No-one wants to think about nasty things which may happen.
However, making contingencies for what might occur at home, at work, on the road or overseas means that we’re better prepared to deal with those eventualities which do arise.
It’s a lesson which has been made only too clear by the last two years.
The Covid pandemic has left its mark on all of us in a variety of ways, including those who lost loved ones and others who saw companies unable to withstand the financial hardships despite the investment of considerable time and effort.
That remains true despite figures published by the Office for National Statistics (ONS) suggesting that some green shoots of economic recovery have started to appear.
Just over half of businesses surveyed concluded that their turnover was showing signs of stability after a prolonged period of doubt.
Yet before we breathe a sigh of relief, it’s important to take the data as a whole. What it reveals is that the element of risk actually remains.
The ONS highlights that more businesses report the price of materials and energy increasing of late.
We should also take into account that the research was conducted in late January, before Russia’s invasion of Ukraine – a development which makes commercial prospects in the near future at least seem more uncertain.
In recent days, the Confederation of British Industry (CBI) has underlined the potential of armed conflict in Eastern Europe to negatively impact companies in the UK.

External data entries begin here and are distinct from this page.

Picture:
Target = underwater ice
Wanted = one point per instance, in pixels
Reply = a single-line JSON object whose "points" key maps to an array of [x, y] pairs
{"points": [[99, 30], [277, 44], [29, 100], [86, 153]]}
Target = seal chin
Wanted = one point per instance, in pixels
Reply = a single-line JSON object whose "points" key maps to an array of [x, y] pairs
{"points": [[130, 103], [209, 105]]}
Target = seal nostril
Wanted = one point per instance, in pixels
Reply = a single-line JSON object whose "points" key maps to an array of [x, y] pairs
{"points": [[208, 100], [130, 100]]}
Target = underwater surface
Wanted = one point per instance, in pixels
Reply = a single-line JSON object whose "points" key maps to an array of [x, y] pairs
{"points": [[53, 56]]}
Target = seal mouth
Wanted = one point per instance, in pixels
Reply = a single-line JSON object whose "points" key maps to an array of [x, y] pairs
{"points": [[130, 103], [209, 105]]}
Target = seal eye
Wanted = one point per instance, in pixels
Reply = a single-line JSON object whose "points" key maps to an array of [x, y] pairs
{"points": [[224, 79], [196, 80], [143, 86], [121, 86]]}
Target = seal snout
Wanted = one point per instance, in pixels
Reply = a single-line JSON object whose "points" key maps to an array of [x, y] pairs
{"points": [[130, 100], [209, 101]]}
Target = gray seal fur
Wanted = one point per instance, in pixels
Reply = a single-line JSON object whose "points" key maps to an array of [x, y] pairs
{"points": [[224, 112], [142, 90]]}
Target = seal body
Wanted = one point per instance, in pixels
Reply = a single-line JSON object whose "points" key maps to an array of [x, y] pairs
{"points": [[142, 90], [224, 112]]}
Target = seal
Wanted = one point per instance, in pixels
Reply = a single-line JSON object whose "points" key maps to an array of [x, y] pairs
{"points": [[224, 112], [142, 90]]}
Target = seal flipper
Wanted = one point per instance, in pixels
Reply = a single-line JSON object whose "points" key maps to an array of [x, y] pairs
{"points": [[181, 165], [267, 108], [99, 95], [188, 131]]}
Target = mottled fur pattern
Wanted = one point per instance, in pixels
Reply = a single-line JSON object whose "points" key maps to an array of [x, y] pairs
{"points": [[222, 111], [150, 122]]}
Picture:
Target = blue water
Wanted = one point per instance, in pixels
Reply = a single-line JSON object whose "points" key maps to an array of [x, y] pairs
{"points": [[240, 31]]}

The CBI’s Director-General, Tony Danker, has written that “the costs to the UK will not be measured in defence spending but in firms’ supply chains, in trade, as well as in rising energy prices for companies and soon for individuals too“.
Such a situation, in my opinion, only reinforces the importance of addressing the critical issue of risk.
Having just seen the final remaining Covid-related restrictions lifted in the UK, we might be tempted to believe that the worst has passed.
Yet every crisis – whether its a medical or military emergency – has the capability to inflict harm.
It can damage operations and organisation, financial stability and – of course – health and safety.
After two years of lockdown, I would suggest that there are benefits to be had by taking pause and taking stock before moving on.
As part of that process of review, firms should weigh up how they have coped since March 2020, what measures they have put in place to address the changes which they may have seen since then and how well positioned they believe themselves to be for the next challenge.
Key to all that are what are known as core resilience competencies: those elements of business function which are important to continued and consistent operation.
They include maintaining financial security in case something happens, protecting the integrity of data, technology and operations vital to business performance and having a viable emergency response plan are essential.
Open and effective dialogue with a trusted risk management advisor should also be made a priority.
That objective outside perspective can help identify things which even those running a company might overlook.
None of us really know what’s around the corner. However, by taking an enterprise-wide view of the commercial organisations to whose success we are so committed, we give ourselves the ability to respond to disruption.